In the fall, three schools in the Pittsburgh Public School District will begin implementing an alternative education model in the hopes of transforming their school culture and creating a positive learning environment. At the beginning of July, the PPS school board voted to hire Success Schools, which currently operates Clayton Academy, the District’s alternative education school, to bring their model to King PreK-8, Faison K-5 and University Prep at Milliones 6-12.
“This isn’t Clayton Academy; it’s a whole different concept,” said Jan Ripper, PPS director of student services. “The schools have chosen to contract with Success Schools to have a consultant in their schools and it’s going to assist the school staff with shaping the culture so that it’s a positive, safe, and welcoming teaching and learning environment.”
The Success Schools model is designed to aid students who have special needs, are at risk, involved in the juveniles justice system, and those who have dropped out or are in danger of dropping out of school. While Clayton Academy had previously been plagued with frequent violent incidences, the school has seen positive turnaround since the model was implemented.
“The principals chose. They went over to visit Clayton when we saw the turn around,” Ripper said. “They talked to staff there and wanted to bring it into their schools.”

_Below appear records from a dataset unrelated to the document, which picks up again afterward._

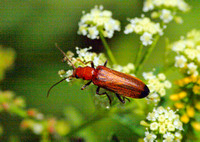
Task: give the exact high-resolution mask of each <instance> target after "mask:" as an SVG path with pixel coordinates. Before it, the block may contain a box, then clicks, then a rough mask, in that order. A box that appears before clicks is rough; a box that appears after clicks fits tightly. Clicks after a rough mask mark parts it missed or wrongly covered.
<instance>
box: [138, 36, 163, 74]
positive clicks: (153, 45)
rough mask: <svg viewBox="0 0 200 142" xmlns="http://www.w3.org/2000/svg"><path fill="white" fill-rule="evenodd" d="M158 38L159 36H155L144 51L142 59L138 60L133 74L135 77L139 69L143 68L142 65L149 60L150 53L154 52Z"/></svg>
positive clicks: (157, 41)
mask: <svg viewBox="0 0 200 142" xmlns="http://www.w3.org/2000/svg"><path fill="white" fill-rule="evenodd" d="M159 38H160V35H159V34H158V35H156V36H155V39H154V41H153V43H152V45H151V46H150V47H149V49H148V50H147V51H146V53H145V54H144V56H143V58H142V59H141V60H140V62H139V65H138V67H137V68H136V71H135V74H136V75H137V74H138V73H139V72H140V71H141V69H142V68H143V66H144V63H145V62H146V60H147V59H148V58H149V56H150V55H151V53H152V51H153V50H154V48H155V46H156V43H157V42H158V39H159Z"/></svg>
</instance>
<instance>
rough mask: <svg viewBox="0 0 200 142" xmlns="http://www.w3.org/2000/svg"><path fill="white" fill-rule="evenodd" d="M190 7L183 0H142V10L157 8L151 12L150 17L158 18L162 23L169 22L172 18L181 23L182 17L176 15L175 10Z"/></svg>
mask: <svg viewBox="0 0 200 142" xmlns="http://www.w3.org/2000/svg"><path fill="white" fill-rule="evenodd" d="M189 9H190V7H189V5H188V4H187V3H186V2H185V1H184V0H146V1H145V2H144V7H143V11H144V12H148V11H151V10H158V12H155V11H154V12H153V13H152V15H151V17H152V18H158V17H159V18H160V19H161V20H162V21H163V22H164V23H169V22H170V21H172V20H173V19H174V20H175V21H176V22H178V23H182V19H180V17H177V16H176V11H182V12H186V11H188V10H189Z"/></svg>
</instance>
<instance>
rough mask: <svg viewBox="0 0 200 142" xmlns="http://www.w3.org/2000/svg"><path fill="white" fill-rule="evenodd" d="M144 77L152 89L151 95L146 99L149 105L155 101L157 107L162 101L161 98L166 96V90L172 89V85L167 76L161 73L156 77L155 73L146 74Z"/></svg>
mask: <svg viewBox="0 0 200 142" xmlns="http://www.w3.org/2000/svg"><path fill="white" fill-rule="evenodd" d="M142 75H143V77H144V79H145V80H147V82H148V83H147V86H148V88H149V89H150V94H149V96H148V97H147V98H146V99H147V100H148V103H149V102H151V101H153V102H154V104H155V105H156V104H157V103H158V102H159V101H160V97H163V96H165V95H166V88H167V89H169V88H171V83H170V82H169V81H168V80H166V76H165V75H164V74H163V73H159V74H158V75H157V76H156V75H154V74H153V72H148V73H146V72H144V73H143V74H142Z"/></svg>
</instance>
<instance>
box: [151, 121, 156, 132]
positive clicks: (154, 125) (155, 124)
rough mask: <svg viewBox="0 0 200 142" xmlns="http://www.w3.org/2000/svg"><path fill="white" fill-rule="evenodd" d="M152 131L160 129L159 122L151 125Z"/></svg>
mask: <svg viewBox="0 0 200 142" xmlns="http://www.w3.org/2000/svg"><path fill="white" fill-rule="evenodd" d="M150 129H151V130H153V131H154V130H157V129H158V123H157V122H153V123H151V124H150Z"/></svg>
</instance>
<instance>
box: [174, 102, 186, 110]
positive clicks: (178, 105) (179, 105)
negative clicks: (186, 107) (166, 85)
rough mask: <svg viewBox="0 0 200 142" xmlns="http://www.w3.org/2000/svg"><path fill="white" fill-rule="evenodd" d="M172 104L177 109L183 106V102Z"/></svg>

The model promotes positive expectations for behavior and uses a student leadership system to celebrate positive behavior. Consultants from Success Schools will help set up systems at the schools, lead professional development, assist in day to day operations and serve as part of the leadership team at each school.
Aspects of the Success Schools model, including the promotion of norms as opposed to rules and the rewarding of positive behavior, have already been implemented at Faison with positive results. Teachers at the school say they saw vast improvement throughout the previous school year when elements of the model were implemented.
“The principal at Faison and the teachers really like the program. It’s about rewarding the children for positive behaviors,” said District 1 School Board Rep. Sharene Shealey. “The principal at UPrep also came out to the public hearing in July and he said it would work for their school.”
While Success Schools has received high praise from PPS teachers, principals, and administrators, some question the cost of hiring consultants to implement the program. The school board approved the allocation of $93,000, $140,000 and $140,000 to be used to hire Success Schools consultants at MLK, UPrep, and Faison, respectively.
“To suggest that all inner-city Black kids have behavioral problems to the extent you have to give out these contracts, I have a problem with it,” said District 8 School Board Rep. Mark Brentley. “We still have a district that is giving out millions of dollars in contracts to people with no record of success. Any success that they have seen, we can do better at a fraction of the cost.”
In the community, some have criticized the Success Schools model because they say it lack a strong academic component.
“What we want to see is academic excellence in our schools. We do not see that attached to the Success Schools model. We’ve said to the district and to Milliones that we want to see some measurable goals,” said Rev. Johnnie Monroe, co-chair of the Hill District Education Council. “I don’t think we can separate good behavior from academic excellence. Kids cannot learn in a disruptive environment, but we suggested that we look at the models that work in our community. I’ve not seen the model, I’ve not been to Clayton Academy, but what I hear is that the scores are not there.”